Phantom Dark Ghost in Einstein-Cartan Gravity

TL;DR

This paper introduces a dark energy model using phantom dark ghost spinors interacting with torsion in Einstein-Cartan gravity, which avoids future singularities and remains stable as the universe evolves.

Contribution

It proposes a novel dark energy model with phantom spinors in Einstein-Cartan gravity that avoids singularities and maintains stability without crossing the phantom divide.

Findings

The equation of state approaches -1 from above without crossing it.

The model remains stable despite negative kinetic energy of fermions.

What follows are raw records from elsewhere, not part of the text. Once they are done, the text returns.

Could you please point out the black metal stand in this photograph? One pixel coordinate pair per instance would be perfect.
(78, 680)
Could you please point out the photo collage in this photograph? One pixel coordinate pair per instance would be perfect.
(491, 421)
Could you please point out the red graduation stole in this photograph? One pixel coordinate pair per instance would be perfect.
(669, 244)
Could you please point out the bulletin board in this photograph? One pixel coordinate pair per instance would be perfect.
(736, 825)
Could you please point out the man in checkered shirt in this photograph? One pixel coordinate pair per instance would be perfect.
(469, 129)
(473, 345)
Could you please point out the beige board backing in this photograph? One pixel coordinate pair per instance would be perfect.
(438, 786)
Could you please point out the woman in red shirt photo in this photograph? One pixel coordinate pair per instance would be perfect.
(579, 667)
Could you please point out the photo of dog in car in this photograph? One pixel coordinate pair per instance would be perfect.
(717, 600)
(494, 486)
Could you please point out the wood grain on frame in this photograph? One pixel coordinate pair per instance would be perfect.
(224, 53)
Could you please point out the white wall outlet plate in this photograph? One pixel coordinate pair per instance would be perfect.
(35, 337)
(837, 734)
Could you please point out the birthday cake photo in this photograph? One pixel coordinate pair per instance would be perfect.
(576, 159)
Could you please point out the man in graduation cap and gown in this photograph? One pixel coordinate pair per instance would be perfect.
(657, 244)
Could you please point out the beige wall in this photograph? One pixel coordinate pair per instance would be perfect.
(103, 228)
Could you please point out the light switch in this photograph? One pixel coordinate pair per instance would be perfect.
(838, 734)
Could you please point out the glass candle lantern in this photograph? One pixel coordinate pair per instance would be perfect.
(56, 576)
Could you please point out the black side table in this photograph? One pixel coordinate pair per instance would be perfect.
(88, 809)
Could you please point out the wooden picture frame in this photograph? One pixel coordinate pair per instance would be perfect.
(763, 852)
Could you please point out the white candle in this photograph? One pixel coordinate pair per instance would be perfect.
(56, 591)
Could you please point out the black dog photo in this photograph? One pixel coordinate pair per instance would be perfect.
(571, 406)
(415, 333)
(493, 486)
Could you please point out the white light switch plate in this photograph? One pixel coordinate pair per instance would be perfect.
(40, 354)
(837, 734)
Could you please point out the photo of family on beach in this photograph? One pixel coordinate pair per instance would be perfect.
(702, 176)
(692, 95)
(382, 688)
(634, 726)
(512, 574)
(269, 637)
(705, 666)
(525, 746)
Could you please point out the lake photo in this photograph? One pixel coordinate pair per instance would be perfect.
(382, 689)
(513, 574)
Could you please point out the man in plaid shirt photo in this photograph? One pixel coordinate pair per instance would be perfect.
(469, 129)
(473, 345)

Torsion fields vanish as dark ghost spinors dilute over time.

Abstract

A class of dynamical dark energy models is constructed through an extended version of fermion fields corresponding to phantom dark ghost spinors, which are spin one half with mass dimension one. We find that if these spinors interact with torsion fields in a homogeneous and isotropic universe, then it does not imply any future dark energy singularity or any abrupt event, though the fermion has a negative kinetic energy. In fact, the equation of state of this dark energy model will asymptotically approach the value $w=-1$ from above without crossing the phantom divide and inducing therefore a de Sitter state. Consequently, we expect the model to be stable because no real phantom fields will be created. At late time, the torsion fields will vanish as the corresponding phantom dark ghost spinors dilute. As would be expected, intuitively, this result is unaffected by the presence of cold dark matter although the proof is not as straightforward as in general relativity.